Passage de l’étranger # 45 • Rencontre avec Samir Kacimi et Lotfi Nia, animée par Lydie Mushamalirwa
Jeudi 18 novembre au CITL (Arles) – 18h30 > 20h
ATLAS reçoit Samir Kacimi et Lotfi Nia pour un dialogue animé par Lydie Mushamalirwa.
Lotfi Nia et Samir Kacimi travaillent ensemble depuis de nombreuses années. Lotfi Nia a notamment traduit L’amour au tournant (Seuil, 2017) ainsi que le roman Un Jour idéal pour mourir (Actes Sud, 2020) qui fait partie de la sélection officielle du prix de la littérature arabe 2021 de l’Institut du Monde Arabe.

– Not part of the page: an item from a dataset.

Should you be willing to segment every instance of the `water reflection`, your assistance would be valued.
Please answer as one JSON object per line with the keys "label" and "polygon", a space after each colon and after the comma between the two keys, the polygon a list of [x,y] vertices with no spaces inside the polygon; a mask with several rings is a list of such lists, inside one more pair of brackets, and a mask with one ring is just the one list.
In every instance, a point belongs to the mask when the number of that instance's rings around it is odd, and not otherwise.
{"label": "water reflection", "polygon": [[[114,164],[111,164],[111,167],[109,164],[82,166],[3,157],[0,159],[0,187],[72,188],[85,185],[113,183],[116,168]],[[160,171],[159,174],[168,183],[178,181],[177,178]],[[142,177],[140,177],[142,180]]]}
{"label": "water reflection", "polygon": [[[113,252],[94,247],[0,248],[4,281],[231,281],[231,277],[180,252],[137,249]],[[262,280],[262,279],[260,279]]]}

Cette rencontre, animée par Lydie Mushamalirwa, portera sur l’oeuvre de Samir Kacimi dans son ensemble, notamment son roman encore non traduit en français, « Salalim Trolard » (سلالم ترولار), étudié durant l’atelier de traduction littéraire arabe > français dans le cadre du projet Livre des Deux Rives.
Entrée libre dans la limite des places disponibles. Pass sanitaire obligatoire.
De la littérature algérienne, on connaît surtout les ouvrages écrits en langue française. Né en 1974, Samir Kacimi, qui a d’abord été avocat avant de travailler dans la presse, et dont L’amour au tournant est le premier de ses huit romans à être traduit en français, fait partie de cette génération qui a été scolarisée en arabe. Son roman, qu’on lit avec un plaisir extrême, a la poésie et la truculence des grandes œuvres littéraires de cette langue. La sexualité s’y dit avec la plus grande liberté, sans forfanterie virile : les femmes mènent le jeu et les hommes essaient d’être à la hauteur (au sens propre).
– Sonia Dayan-Herzbrun, dans la revue En Attendant Nadeau, à propos du roman L’Amour au Tournant
Tout le roman tient dans ses quelques instants d’hésitation à se donner la mort – et dans les dix secondes de sa chute. « Dix secondes c’est très long quand c’est mesuré en souvenirs. » Une vie défile, mêlant visions intimes et mauvaises rencontres, jusqu’à l’épilogue qui vient prendre le lecteur à contre-pied. Car rien chez Samir Kacimi n’est jamais conforme à ce que l’on attend. Une construction parfaite. Et du romanesque à l’état pur.
– Eglal Errera, dans le Monde des Livres, à propos du roman Un jour idéal pour mourir

Samir Kacimi
Né en 1974 à Alger où il vit, Samir Kacimi a suivi des études de droit et a été avocat puis a travaillé dans la presse. Il est l’auteur de neuf romans, parmi lesquels Yawm ra’i lil mawt (يوم رائع للموت) sélectionné en 2010 pour l’International Prize for Arab Fiction, et traduit en 2020 sous le titre Un jour idéal pour mourir, et Houb fi khrif maiil (حب في خريف مائل), traduit en 2017 sous le titre L’amour au tournant. Un jour idéal pour mourir, le deuxième roman de Samir Kacimi traduit par Lotfi Nia, est sorti en 2020 aux Editions Actes Sud. En 2019, son roman Salalim trolard (سلالم ترولار, Escaliers de Trolard) a été sélectionné pour l’International Prize for Arabic Fiction.

Lotfi Nia
Lotfi Nia est né à Alger en 1978. Il s’investit depuis 2005 dans la traduction de la littérature contemporaine, notamment de la poésie, avec Hassan Hourani et Ghassan Zaqtan, mais aussi du roman algérien d’expression arabe : H’mida Ayachi, Abdelzahab Ben Mansour, Bachir Mefti et Samir Kacimi. Il a participé en 2011 à la première formation de l’arabe vers le français de la Fabrique des traducteurs organisé par ATLAS. Il vit et travaille à Marseille.